Sometimes trust can be restored by sharing clear facts and figures, but this goes beyond explaining some numbers. We tell our patients things about the body that cannot be seen with the naked eye. We recommend lifestyle changes and medications to treat or prevent problems they may not feel. Surgeons resort to a deep version of trust called a surgical contract: the idea that when people have an operation, they allow their surgeon to make them sicker—that is, to cut out and operate on part of their body. their body—in order to make them feel better. That trust has to be earned.

In emergencies, patients do not have the luxury of choosing who to trust, and medical decisions must be made quickly, even within minutes. So part of our job is to build empathy quickly. That becomes more difficult, or even impossible, when we enter the climax of a medical crisis only to discover that what little confidence our patient once had is now gone. Many of our patients began their health experience wanting to believe in their doctors. But then the medical system they wanted to rely on failed them, in ways small and big, from randomly rescheduled appointments to actual medical malpractice. How do we, as professionals and individuals, begin the repair process when time is short?

In medicine, we talk about the idea of ​​shared decision-making, in which medical decisions are made jointly between the doctor and the patient, in contrast to the paternalistic tone of yesteryear. As doctors, we do not tell our patients what to do, but rather we offer them the information necessary for them to choose the path that is right for them.

All our training and medical knowledge is of no use if our patients are not willing or able to believe in what we offer them. And this is not our patients’ fault, no matter how much it may bother us. It is the fault of a system that does not deserve the blind faith of our patients, of a surrounding political environment that has turned scientific facts into fiction for many people.

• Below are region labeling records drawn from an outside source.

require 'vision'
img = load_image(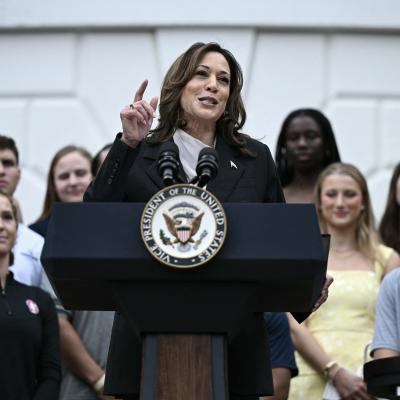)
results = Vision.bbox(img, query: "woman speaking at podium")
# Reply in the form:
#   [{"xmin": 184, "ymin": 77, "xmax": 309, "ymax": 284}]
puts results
[{"xmin": 85, "ymin": 43, "xmax": 332, "ymax": 399}]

This is how I arrived in that room, that morning, in front of my patient’s wife, her disbelief and the weight of the decision that carried the air between us. He knew her so little. I didn’t know her history or her interactions with the medical system. She did not know her husband’s history of diagnosis and treatment, or whether she had had trouble finding treatments for cancer. In our fractured system, I met her just that day. I had no recourse to get her to trust me except to sit with her, give her what little time we could with her husband, and hope that, no matter what had happened before, she would choose to believe what I was telling her.

I’m not sure what she believed, but she decided to refuse intubation. Her husband remained alive until the rest of his family arrived. And when he passed away, everyone left without saying anything, carrying with them bags of belongings and—I hope—the faith that we did everything we could.